Аспирант закрыл тетрадь, попавшую к нему со стопкой никому не понадобившихся записей и книг, – закрыл с почтением, пренебрежением, превосходством. Аспиранту было двадцать четыре года. Он строил карьеру. Смерть научного руководителя его раздосадовала. Она влекла за собой ряд сложностей. Аспирант размеривал время на профессуру к сорока годам. Он был перспективный мужик, пробивной, знал, где что сказать и с кем как себя вести. Он счел признаком комфорта и пресыщенности позволять себе элегические вздохи, когда главная цель жизни благополучно достигнута. «И далеко не самым нравственно безупречным образом», – добавил он про себя.

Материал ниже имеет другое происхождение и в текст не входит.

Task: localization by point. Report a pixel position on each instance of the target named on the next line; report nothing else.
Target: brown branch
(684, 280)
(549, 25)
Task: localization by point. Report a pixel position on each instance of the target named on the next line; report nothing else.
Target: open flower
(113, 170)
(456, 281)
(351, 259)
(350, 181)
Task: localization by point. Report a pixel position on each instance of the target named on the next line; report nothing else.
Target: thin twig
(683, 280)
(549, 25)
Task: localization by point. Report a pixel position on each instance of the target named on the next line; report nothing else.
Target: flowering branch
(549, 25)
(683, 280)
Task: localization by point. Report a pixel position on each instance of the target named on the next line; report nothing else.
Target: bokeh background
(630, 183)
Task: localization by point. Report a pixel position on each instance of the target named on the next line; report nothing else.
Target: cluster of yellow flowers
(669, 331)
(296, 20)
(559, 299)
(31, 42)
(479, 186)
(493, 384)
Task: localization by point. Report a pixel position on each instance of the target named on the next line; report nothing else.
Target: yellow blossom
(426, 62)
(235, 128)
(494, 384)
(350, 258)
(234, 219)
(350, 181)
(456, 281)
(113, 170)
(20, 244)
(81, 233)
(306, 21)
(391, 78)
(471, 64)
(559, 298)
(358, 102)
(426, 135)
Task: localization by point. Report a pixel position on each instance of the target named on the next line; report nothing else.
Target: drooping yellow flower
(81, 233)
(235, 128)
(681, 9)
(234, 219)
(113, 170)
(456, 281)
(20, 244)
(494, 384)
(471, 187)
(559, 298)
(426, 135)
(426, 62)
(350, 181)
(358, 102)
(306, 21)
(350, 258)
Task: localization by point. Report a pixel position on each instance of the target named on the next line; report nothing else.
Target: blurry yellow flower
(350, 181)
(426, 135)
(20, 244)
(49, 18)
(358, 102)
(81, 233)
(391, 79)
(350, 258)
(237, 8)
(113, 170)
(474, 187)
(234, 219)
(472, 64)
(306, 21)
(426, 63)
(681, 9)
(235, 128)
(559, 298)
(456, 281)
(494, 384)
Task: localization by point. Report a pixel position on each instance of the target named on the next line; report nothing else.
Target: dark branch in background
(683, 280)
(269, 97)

Шеф его имел в прошлом известность одного из ведущих специалистов страны по кишечнополостной хирургии крупного скота. Часто делился с грустью, что ныне эта отрасль практически не нужна: лошади свое значение в хозяйстве утеряли, коров дешевле пустить на мясо, чем лечить; когда-то обстояло иначе… Последние годы почти не работал, отошел от дел кафедры, чувствовал себя скверно; после смерти жены жил один; был добр, но в глубине души высокомерен и нрава был крутого, «кремень».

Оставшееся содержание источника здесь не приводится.